— Сколько же ей лет?
— Семьдесят пять. Она живет в Индианаполисе.
— Там, где он родился?
— Сенатор? Да.
— А вы родились в Лос-Анджелесе, не так ли?
Она улыбнулась.
— В Голливуде. Двадцать первого мая одна тысяча девятьсот сорок шестого года.
— С днем рождения.
На ее лице отразилось удивление.
— Ой, я совсем забыла. Благодарю вас.
— Вы учились в Лос-Анджелесе?
— Вас интересую я или сенатор, мистер Лукас?
Я пожал плечами.
— Вы тоже героиня этой драмы. Может, играете в ней важную роль.
— Хорошо, — она сдвинула колени, сложила на них руки, отбросила голову и заговорила, словно ребенок, декламирующий заученный текст. — Я родилась в Лос-Анджелесе в семье среднего достатка и папа умер, когда мне исполнилось десять лет, так что маме пришлось пойти работать секретарем, а я пошла учиться в Голливуд-Хай, где очень старалась и была вознаграждена за свои усилия стипендией в Миллз. Там я не так корпела над учебниками и уделяла больше времени развлечениям. После окончания колледжа сменила несколько работ, в конце концов оказалась в Вашингтоне и теперь живу в пентхаузе «Уотергейта».

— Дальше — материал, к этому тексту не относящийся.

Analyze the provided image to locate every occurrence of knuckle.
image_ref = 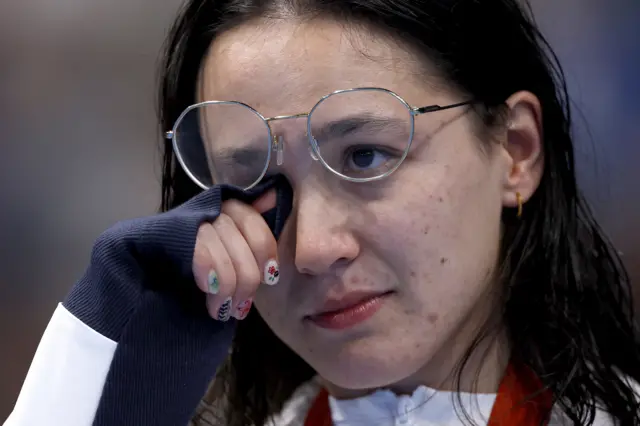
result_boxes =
[213,213,234,229]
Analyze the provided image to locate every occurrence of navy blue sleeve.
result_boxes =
[64,177,292,426]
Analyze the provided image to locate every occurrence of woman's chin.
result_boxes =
[314,341,425,390]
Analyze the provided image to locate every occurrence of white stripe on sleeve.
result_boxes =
[4,304,117,426]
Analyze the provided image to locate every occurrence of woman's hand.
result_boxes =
[193,189,279,321]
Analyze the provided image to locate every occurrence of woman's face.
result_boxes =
[200,21,536,389]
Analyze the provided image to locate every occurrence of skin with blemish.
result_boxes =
[199,20,540,397]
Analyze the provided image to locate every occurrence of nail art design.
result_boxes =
[207,271,220,294]
[234,298,253,320]
[218,297,231,322]
[264,260,280,285]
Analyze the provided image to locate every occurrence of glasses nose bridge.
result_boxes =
[264,112,318,166]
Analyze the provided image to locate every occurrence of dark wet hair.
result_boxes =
[159,0,640,426]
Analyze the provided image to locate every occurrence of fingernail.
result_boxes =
[264,259,280,285]
[218,297,231,322]
[234,298,253,320]
[207,271,220,294]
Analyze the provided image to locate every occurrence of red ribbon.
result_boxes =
[304,363,553,426]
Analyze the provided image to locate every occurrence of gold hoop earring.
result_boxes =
[516,192,522,218]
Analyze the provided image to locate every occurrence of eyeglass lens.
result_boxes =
[174,89,413,188]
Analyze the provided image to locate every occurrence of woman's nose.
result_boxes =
[294,187,360,275]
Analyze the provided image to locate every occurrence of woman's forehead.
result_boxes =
[198,21,440,116]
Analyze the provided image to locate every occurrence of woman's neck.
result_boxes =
[321,332,510,399]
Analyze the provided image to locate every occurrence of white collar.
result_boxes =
[329,386,496,426]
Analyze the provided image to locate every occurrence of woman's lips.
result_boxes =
[307,292,391,330]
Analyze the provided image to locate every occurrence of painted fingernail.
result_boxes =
[218,297,231,322]
[264,259,280,285]
[207,271,220,294]
[234,298,253,320]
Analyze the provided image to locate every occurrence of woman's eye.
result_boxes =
[346,148,390,170]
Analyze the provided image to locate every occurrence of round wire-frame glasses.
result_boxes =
[165,87,473,190]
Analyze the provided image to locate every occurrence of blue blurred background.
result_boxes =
[0,0,640,420]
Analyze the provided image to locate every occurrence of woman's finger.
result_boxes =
[213,213,264,317]
[193,223,237,321]
[222,200,280,285]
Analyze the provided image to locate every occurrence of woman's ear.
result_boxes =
[502,91,544,207]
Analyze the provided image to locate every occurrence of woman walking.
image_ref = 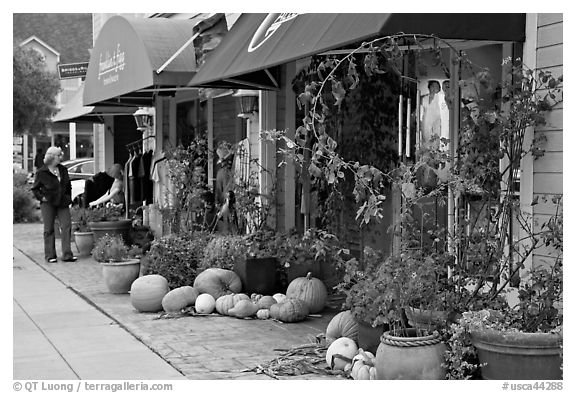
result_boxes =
[32,146,76,263]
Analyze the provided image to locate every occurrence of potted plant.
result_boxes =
[233,229,278,295]
[92,234,140,293]
[70,206,94,256]
[88,202,132,244]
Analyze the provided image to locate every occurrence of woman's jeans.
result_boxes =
[40,202,73,260]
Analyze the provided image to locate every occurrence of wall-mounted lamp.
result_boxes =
[132,107,154,132]
[233,90,259,119]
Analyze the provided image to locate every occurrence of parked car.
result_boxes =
[62,158,94,200]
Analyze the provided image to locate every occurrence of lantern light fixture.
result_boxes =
[132,107,154,132]
[233,89,259,119]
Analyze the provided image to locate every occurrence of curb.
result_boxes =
[13,245,186,377]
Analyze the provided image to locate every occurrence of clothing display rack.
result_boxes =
[126,135,154,149]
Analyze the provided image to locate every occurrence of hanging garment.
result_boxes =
[128,154,142,203]
[138,150,154,205]
[422,94,442,144]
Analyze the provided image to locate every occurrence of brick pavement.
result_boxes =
[13,224,338,379]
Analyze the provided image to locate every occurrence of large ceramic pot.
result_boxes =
[375,329,446,380]
[101,259,140,293]
[74,232,94,257]
[472,329,562,380]
[356,319,388,353]
[234,258,278,295]
[88,219,132,244]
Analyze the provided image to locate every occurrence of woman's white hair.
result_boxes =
[44,146,62,165]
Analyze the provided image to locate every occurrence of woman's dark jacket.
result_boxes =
[32,164,72,207]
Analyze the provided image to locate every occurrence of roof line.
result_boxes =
[20,35,60,56]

— Другими словами, поднялись на вершину этого мира?
Конни чуть наклонилась вперед.
— Мне здесь нравится, — таким жестким тоном она еще не говорила. — Это история моей жизни, мистер Лукас. Она не изобиловала событиями, но все-таки, я ушла достаточно далеко от Гоуэр-стрит.
— В Голливуде?
— Совершенно верно. В Голливуде.
— А чем занимался ваш отец?
— Он был инженером. Работал в конструкторском бюро. Кажется, они разрабатывали конструкции мостов, которые потом строили по всему миру.
— И он умер, когда вам было десять лет?
— От сердечного приступа. Моя мать до замужества работала секретарем, и после его смерти пошла в ту же фирму. Она многое знала о мостах, потому что, по ее словам, мой отец только о них и говорил.
— Как называлась фирма?
— «Коллинсон и Кирни». На бульваре Беверли. Телефон «Крествью 4–8905». Сейчас он, наверное, изменился. Я звонила по нему каждый день в три сорок пять пополудни, чтобы сказать маме, что я пришла из школы домой и у меня все в порядке.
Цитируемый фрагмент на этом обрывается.